USTAD: Unified Single-model Training Achieving Diverse Scores for Information Retrieval
Abstract
Modern information retrieval (IR) systems consists of multiple stages like retrieval and ranking. Transformers are employed across these different IR stages, achieving state-of-the-art performance, but each model is trained separately leading to complex pipelines and increased cost for maintaining multiple models. The apparent need for separate models is due to different input/output semantics at different stages. In this paper, we challenge this tradition of using separate models as transformers are very expressive models and ask the question would changing just score function suffice?
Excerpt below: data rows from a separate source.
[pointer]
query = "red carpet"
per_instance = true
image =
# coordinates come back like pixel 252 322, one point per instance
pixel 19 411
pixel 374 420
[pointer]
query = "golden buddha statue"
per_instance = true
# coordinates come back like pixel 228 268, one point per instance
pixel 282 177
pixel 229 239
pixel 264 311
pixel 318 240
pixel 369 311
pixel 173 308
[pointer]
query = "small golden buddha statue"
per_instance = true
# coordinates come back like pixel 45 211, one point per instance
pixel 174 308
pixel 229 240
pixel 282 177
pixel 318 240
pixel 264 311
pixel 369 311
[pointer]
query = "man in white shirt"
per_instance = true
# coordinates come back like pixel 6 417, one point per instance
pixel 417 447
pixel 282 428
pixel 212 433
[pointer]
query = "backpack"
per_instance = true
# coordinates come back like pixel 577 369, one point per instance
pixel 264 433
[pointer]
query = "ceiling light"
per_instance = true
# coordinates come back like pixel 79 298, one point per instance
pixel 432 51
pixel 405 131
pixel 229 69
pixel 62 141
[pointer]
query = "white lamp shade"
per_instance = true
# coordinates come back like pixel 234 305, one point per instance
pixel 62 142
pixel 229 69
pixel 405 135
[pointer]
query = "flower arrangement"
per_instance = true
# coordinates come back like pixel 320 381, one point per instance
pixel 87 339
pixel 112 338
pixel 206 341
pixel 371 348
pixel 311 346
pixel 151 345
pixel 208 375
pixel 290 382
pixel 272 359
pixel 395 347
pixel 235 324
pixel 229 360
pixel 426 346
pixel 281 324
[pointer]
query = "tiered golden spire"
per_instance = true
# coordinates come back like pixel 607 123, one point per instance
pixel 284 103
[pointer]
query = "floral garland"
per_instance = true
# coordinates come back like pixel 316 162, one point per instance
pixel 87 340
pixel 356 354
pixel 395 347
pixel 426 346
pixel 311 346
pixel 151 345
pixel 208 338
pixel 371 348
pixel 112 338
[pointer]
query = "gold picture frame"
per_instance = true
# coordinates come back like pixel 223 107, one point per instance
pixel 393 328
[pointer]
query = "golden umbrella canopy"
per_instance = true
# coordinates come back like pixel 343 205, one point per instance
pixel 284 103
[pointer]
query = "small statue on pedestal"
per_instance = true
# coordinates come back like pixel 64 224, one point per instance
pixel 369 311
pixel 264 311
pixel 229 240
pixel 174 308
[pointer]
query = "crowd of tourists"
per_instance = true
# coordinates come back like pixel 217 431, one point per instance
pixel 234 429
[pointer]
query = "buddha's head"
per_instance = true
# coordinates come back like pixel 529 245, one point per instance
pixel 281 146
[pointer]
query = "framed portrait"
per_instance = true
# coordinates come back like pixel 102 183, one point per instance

We present a new unified approach - USTAD - to train a single network that can provide powerful ranking scores as cross-encoder (CE) as well as factorized embeddings for large-scale retrieval as a dual-encoder (DE). Empirically, we find a single USTAD model to be competitive to separate ranking CE and retrieval DE models. Furthermore, USTAD enables new distillation techniques, significantly improving CE to DE distillations. Also using USTAD teacher, we can deploy novel asymmetric architectures for student models which realizes better embedding alignment without increasing online inference cost. On standard benchmarks like MSMARCO, we show that our approach successfully distills from both dual-encoder (DE) and cross-encoder (CE) teacher models to 1/10th size asymmetric students that can retain 95-97% of the teacher performance.